The bracing sea air brings little pleasure to the year-round residents of Castlebay, a village on the coast of Ireland, where class lines are strictly observed and morals publicly monitored. The youngest daughter of a shopkeeper whose meagre living depends on summer trade, Clare O'Brien is determined to move beyond her present circumstances. Hard work and the guidance of an irreverent, caring schoolteacher bring the resolute scholar to a college in Dublin. There, her steps falter when she enters into an ardent affair with David Power, the son of Castlebay's only doctor and another willing exile. Although David returns her love, their devotion is sorely tested when they are forced to marry and return home. 

 

The Master

Colm Toibin

Captures the exquisite anguish of a man who circulated in the grand parlours and palazzos of Europe, who was astonishingly vibrant and alive in his art, and yet whose attempts at intimacy inevitably failed him and those he tried to love.

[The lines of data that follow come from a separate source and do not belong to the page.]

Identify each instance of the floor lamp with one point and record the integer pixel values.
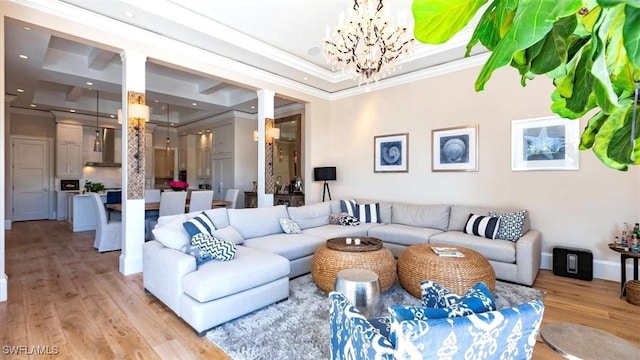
(327, 173)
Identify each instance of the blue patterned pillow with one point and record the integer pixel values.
(201, 223)
(218, 249)
(369, 213)
(511, 224)
(289, 226)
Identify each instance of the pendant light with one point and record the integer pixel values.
(97, 143)
(168, 147)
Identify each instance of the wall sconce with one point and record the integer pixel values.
(138, 115)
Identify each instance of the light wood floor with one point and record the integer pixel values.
(65, 295)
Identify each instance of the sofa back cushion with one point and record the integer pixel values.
(257, 222)
(429, 216)
(309, 216)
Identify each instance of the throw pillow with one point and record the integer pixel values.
(200, 255)
(349, 206)
(348, 220)
(199, 224)
(485, 226)
(511, 224)
(289, 226)
(369, 213)
(218, 249)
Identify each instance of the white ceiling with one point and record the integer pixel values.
(281, 37)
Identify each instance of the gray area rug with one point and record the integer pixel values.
(298, 328)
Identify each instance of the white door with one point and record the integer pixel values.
(31, 173)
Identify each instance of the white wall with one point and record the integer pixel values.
(583, 208)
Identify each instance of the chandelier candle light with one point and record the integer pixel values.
(368, 44)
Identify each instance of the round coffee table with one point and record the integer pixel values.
(326, 262)
(418, 263)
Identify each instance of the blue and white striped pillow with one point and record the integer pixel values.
(200, 224)
(486, 226)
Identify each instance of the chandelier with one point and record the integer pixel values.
(368, 44)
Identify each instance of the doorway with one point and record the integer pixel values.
(31, 174)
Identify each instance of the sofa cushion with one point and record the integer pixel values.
(427, 216)
(219, 249)
(246, 220)
(289, 226)
(289, 246)
(310, 215)
(494, 250)
(511, 224)
(229, 234)
(199, 224)
(250, 268)
(402, 234)
(171, 233)
(486, 226)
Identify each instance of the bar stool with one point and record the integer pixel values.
(362, 288)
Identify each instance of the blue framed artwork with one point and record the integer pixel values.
(455, 149)
(546, 143)
(391, 153)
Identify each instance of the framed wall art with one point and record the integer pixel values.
(391, 153)
(546, 143)
(455, 149)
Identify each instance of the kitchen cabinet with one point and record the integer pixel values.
(68, 150)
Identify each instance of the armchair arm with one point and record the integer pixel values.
(162, 271)
(352, 335)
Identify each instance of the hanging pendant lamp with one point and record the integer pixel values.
(97, 143)
(168, 147)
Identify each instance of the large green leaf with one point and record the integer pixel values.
(533, 20)
(631, 34)
(436, 21)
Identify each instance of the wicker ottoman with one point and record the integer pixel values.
(326, 263)
(418, 263)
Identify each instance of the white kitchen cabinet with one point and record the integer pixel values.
(68, 150)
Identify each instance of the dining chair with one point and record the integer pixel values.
(172, 202)
(151, 195)
(232, 196)
(200, 200)
(108, 234)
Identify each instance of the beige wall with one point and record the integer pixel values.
(583, 208)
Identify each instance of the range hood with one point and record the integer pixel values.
(108, 150)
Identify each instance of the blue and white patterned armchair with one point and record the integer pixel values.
(508, 333)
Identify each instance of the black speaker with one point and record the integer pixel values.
(327, 173)
(573, 263)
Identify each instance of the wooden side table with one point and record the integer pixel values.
(624, 255)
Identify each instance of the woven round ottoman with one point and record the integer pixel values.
(418, 263)
(326, 263)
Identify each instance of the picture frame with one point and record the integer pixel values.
(391, 153)
(545, 143)
(455, 148)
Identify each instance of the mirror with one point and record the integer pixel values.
(286, 153)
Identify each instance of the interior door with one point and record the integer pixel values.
(31, 173)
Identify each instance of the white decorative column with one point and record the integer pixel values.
(133, 225)
(265, 111)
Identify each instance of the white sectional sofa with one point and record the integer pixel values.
(218, 291)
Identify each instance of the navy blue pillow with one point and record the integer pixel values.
(200, 224)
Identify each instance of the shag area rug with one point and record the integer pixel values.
(298, 328)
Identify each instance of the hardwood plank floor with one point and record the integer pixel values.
(66, 296)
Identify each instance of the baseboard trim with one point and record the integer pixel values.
(606, 270)
(3, 288)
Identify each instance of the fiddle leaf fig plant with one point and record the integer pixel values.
(589, 48)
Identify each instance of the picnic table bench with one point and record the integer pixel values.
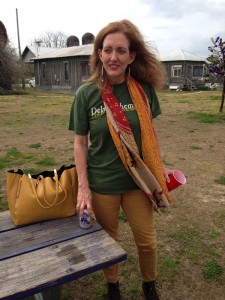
(36, 257)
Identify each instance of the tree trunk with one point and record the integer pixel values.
(223, 94)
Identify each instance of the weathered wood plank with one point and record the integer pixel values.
(30, 273)
(39, 235)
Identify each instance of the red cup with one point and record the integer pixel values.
(177, 178)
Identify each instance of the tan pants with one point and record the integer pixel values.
(139, 213)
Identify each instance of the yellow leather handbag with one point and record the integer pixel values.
(44, 196)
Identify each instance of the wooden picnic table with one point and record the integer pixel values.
(40, 256)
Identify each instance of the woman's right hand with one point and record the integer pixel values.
(84, 200)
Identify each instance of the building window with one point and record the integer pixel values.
(176, 71)
(84, 66)
(43, 70)
(197, 71)
(66, 70)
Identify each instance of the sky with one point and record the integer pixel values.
(166, 24)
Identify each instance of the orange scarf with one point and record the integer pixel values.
(147, 173)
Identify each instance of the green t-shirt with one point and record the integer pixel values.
(106, 172)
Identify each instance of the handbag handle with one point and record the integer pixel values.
(57, 186)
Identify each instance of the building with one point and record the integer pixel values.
(65, 69)
(183, 69)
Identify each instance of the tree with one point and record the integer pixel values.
(52, 39)
(217, 64)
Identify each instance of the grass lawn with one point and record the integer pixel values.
(191, 250)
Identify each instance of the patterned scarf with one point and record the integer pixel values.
(147, 173)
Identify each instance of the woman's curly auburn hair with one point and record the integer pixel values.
(145, 68)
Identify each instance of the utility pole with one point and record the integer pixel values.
(20, 55)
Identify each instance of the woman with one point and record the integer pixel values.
(121, 167)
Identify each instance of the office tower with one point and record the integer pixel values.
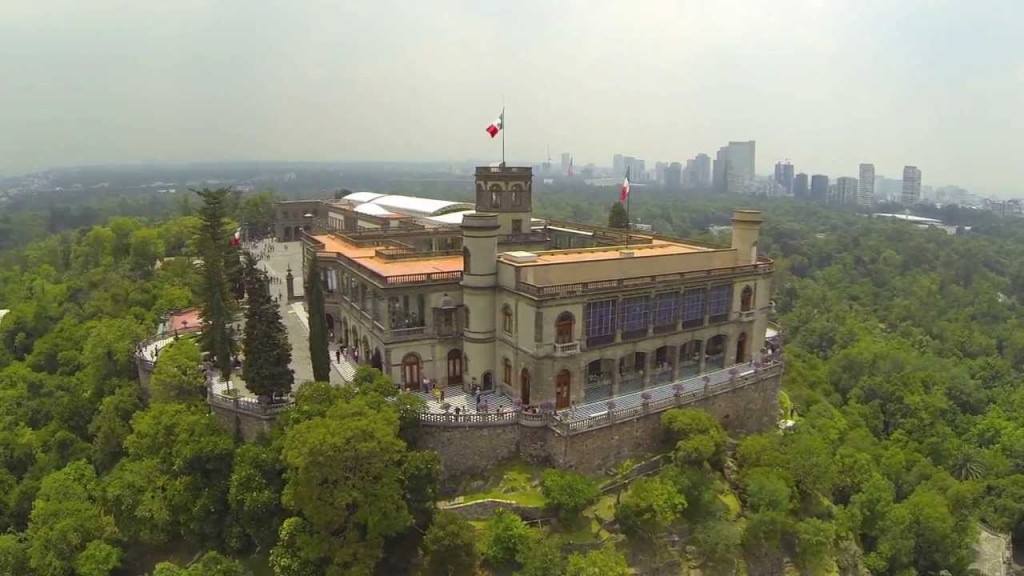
(865, 190)
(800, 186)
(846, 191)
(733, 168)
(783, 175)
(911, 186)
(819, 188)
(673, 176)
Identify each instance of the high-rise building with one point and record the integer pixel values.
(911, 186)
(819, 188)
(865, 190)
(800, 186)
(697, 172)
(673, 176)
(733, 168)
(566, 161)
(846, 190)
(783, 175)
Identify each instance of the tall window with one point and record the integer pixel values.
(564, 327)
(693, 307)
(665, 310)
(636, 316)
(507, 319)
(718, 302)
(600, 322)
(747, 298)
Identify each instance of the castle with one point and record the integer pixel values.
(587, 326)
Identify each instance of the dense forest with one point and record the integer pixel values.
(904, 353)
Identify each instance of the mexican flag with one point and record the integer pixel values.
(497, 125)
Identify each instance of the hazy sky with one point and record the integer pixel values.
(826, 83)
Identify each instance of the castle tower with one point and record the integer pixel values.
(479, 278)
(507, 192)
(745, 230)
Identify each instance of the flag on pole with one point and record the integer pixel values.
(497, 125)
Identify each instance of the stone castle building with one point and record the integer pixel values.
(549, 314)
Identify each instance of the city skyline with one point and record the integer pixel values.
(109, 82)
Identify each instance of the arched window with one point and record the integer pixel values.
(507, 319)
(524, 386)
(411, 371)
(747, 298)
(455, 367)
(564, 328)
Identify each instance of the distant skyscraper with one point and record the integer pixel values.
(846, 190)
(865, 190)
(911, 186)
(673, 176)
(800, 186)
(819, 188)
(783, 175)
(733, 168)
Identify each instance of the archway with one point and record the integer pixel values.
(455, 368)
(563, 389)
(411, 371)
(524, 386)
(715, 353)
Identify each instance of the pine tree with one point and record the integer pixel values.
(617, 216)
(217, 304)
(268, 355)
(318, 354)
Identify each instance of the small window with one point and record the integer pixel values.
(507, 319)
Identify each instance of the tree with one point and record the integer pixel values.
(215, 295)
(267, 354)
(178, 374)
(343, 476)
(450, 546)
(650, 506)
(617, 217)
(254, 493)
(603, 562)
(507, 536)
(320, 356)
(67, 519)
(567, 492)
(211, 564)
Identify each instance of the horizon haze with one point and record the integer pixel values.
(827, 85)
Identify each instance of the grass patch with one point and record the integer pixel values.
(514, 481)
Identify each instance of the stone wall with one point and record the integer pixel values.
(471, 450)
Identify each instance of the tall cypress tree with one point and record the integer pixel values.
(217, 304)
(268, 354)
(318, 354)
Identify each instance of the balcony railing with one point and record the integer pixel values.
(659, 280)
(566, 348)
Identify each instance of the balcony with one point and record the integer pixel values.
(566, 348)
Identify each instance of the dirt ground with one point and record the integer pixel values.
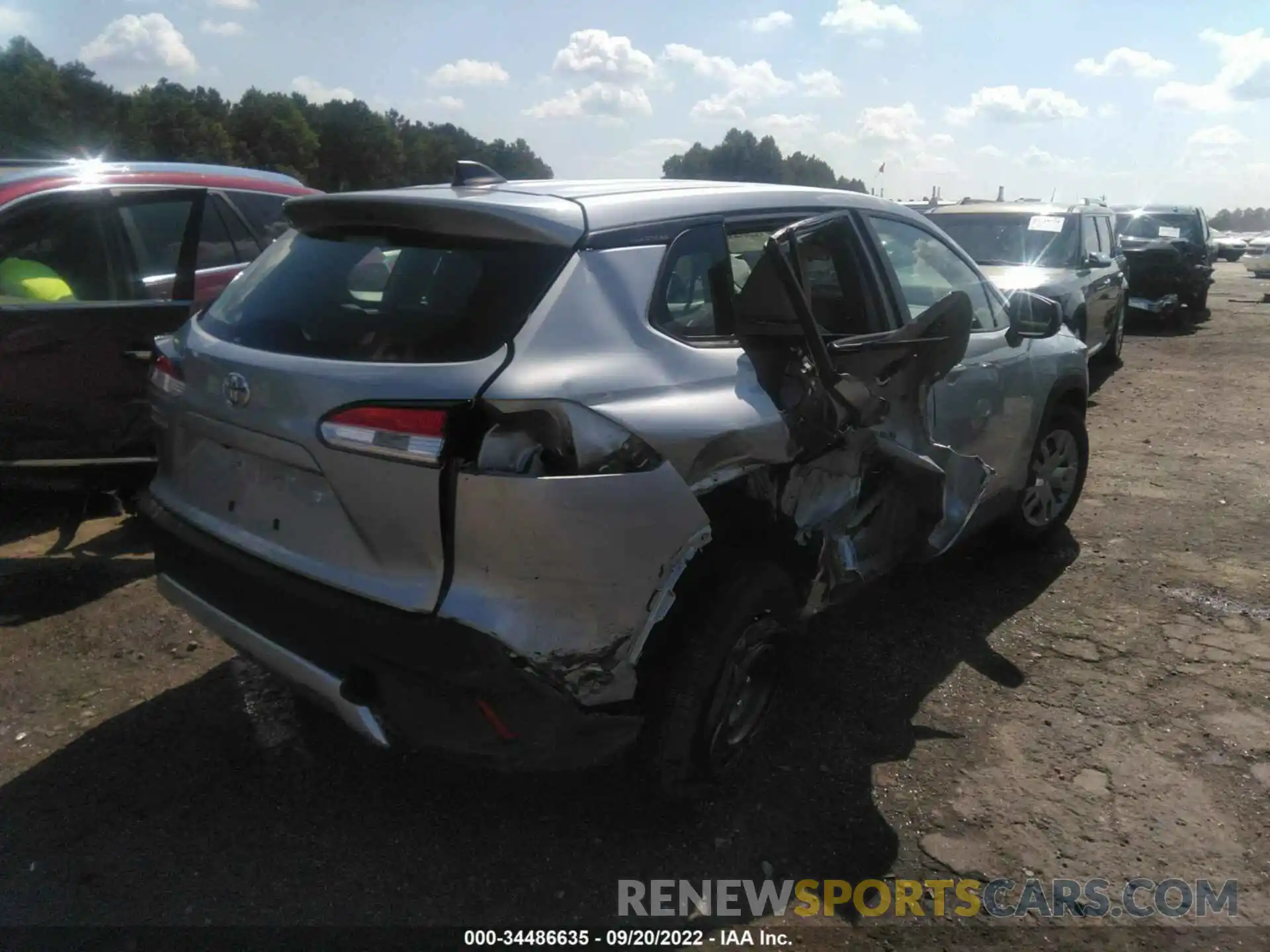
(1100, 709)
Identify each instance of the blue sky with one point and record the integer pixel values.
(1127, 98)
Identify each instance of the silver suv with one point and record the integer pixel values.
(540, 471)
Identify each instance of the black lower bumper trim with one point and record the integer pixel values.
(431, 681)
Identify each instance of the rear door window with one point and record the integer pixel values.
(927, 270)
(400, 299)
(244, 247)
(1104, 226)
(1089, 235)
(58, 251)
(157, 229)
(263, 212)
(683, 305)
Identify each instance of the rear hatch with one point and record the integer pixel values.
(305, 414)
(1155, 267)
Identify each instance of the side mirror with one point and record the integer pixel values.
(1033, 317)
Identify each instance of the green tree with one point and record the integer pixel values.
(50, 111)
(745, 158)
(270, 131)
(172, 124)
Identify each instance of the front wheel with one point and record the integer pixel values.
(713, 688)
(1056, 476)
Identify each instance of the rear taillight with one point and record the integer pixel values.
(411, 434)
(167, 376)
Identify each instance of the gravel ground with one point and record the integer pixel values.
(1099, 709)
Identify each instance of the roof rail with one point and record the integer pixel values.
(469, 175)
(31, 163)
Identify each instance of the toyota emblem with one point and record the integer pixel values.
(235, 390)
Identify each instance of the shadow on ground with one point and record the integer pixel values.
(66, 574)
(1180, 324)
(178, 811)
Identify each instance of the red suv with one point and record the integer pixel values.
(95, 260)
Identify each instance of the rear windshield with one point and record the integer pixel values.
(1040, 240)
(384, 299)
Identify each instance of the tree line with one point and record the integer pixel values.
(1241, 220)
(745, 158)
(50, 111)
(64, 111)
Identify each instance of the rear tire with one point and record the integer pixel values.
(713, 686)
(1056, 476)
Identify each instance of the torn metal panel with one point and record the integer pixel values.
(870, 488)
(663, 598)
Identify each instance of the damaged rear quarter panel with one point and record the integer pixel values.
(564, 571)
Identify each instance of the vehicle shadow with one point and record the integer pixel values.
(66, 574)
(1177, 325)
(183, 810)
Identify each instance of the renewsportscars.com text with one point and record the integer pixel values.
(1137, 899)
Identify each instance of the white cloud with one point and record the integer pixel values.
(229, 28)
(1206, 98)
(643, 160)
(931, 164)
(1245, 63)
(1040, 159)
(1009, 104)
(718, 108)
(889, 124)
(317, 93)
(469, 73)
(1124, 60)
(869, 17)
(1217, 136)
(1244, 77)
(745, 84)
(821, 84)
(447, 103)
(600, 100)
(777, 19)
(595, 54)
(135, 42)
(13, 22)
(786, 125)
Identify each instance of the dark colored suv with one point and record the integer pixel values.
(1170, 252)
(95, 260)
(1064, 253)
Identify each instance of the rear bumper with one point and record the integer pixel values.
(392, 676)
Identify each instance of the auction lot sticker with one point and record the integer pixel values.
(1046, 222)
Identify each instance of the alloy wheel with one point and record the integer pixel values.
(745, 692)
(1054, 471)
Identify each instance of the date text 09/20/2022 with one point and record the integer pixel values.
(624, 938)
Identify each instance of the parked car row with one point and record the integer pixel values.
(540, 473)
(95, 260)
(575, 459)
(1256, 257)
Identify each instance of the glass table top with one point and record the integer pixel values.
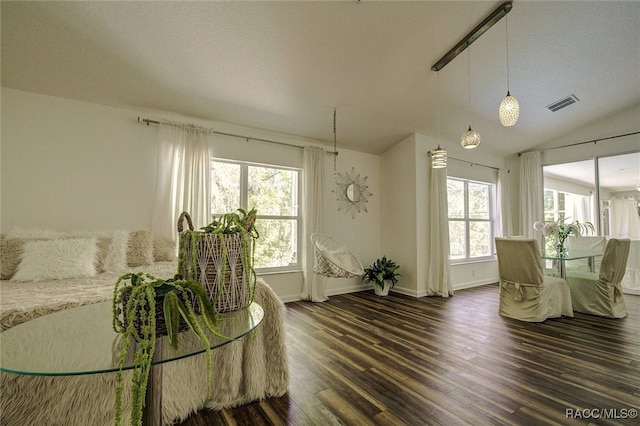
(82, 341)
(572, 256)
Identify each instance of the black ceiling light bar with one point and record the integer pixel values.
(495, 16)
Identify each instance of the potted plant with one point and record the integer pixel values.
(145, 308)
(561, 231)
(383, 275)
(225, 246)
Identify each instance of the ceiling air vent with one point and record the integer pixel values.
(558, 105)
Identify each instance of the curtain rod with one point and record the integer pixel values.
(594, 141)
(470, 162)
(475, 164)
(148, 121)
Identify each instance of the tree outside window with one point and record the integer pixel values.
(470, 219)
(274, 193)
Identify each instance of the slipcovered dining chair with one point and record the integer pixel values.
(526, 294)
(600, 293)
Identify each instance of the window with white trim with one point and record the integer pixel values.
(471, 214)
(275, 193)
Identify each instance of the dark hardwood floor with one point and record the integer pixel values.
(359, 359)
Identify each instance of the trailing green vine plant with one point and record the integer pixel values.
(135, 298)
(242, 223)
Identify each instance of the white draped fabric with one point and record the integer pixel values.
(438, 268)
(183, 178)
(578, 207)
(625, 223)
(530, 193)
(313, 202)
(624, 218)
(504, 227)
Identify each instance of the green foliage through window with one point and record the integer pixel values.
(470, 211)
(274, 193)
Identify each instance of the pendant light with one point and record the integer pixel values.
(439, 158)
(469, 139)
(438, 155)
(509, 110)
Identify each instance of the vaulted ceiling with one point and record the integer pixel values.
(284, 66)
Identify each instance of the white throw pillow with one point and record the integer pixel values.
(117, 258)
(57, 259)
(36, 233)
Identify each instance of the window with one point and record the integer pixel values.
(274, 192)
(470, 220)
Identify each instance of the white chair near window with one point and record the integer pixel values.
(526, 294)
(600, 293)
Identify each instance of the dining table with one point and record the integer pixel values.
(559, 262)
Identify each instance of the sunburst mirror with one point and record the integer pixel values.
(352, 192)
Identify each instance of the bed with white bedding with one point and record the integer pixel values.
(251, 369)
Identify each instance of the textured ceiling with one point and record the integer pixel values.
(284, 66)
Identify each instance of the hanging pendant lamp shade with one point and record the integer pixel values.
(509, 110)
(439, 158)
(470, 139)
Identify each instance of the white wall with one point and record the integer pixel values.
(405, 211)
(399, 212)
(74, 165)
(68, 164)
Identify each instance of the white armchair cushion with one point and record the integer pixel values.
(57, 259)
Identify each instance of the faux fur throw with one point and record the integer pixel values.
(250, 369)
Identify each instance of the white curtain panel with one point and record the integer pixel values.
(504, 227)
(530, 193)
(183, 178)
(624, 218)
(313, 202)
(438, 269)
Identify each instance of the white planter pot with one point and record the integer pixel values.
(382, 292)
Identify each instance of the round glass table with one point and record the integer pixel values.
(82, 341)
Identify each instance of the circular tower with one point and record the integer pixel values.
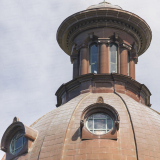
(103, 112)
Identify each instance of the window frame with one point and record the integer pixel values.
(92, 44)
(117, 59)
(99, 108)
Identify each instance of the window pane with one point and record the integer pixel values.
(100, 124)
(109, 123)
(99, 115)
(16, 151)
(113, 68)
(93, 58)
(90, 124)
(99, 132)
(96, 123)
(19, 143)
(113, 58)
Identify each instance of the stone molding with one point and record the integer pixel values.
(104, 83)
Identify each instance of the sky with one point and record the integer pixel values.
(33, 66)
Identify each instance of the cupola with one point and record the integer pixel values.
(104, 39)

This title presents an account of the hazards of putting the life of the mind before affairs of the heart.

 

The Chronicles of Narnia

C. S. Lewis

The Chronicles of Narnia have enchanted millions of readers over the last fifty years and the magical events described in C.S. Lewis's immortal prose have left many a lasting memory for adults and children alike. Now you can discover the magic of the world of Narnia when you read all seven books in this exciting bind up. With a film tie-in cover, this book will be a hit with children and adults alike.

 

The Life and Opinions of Tristram Shandy, Gentleman

Laurence Sterne

This revised edition of Sterne's great comic novel retains the first edition text incorporating Sterne's later changes, and adds two original Hogarth illustrations and a wealth of contextualizing information. Tristram's fictional autobiography features favourites including Uncle Toby, Corporal Trim, Dr Slop and Widow Wadman.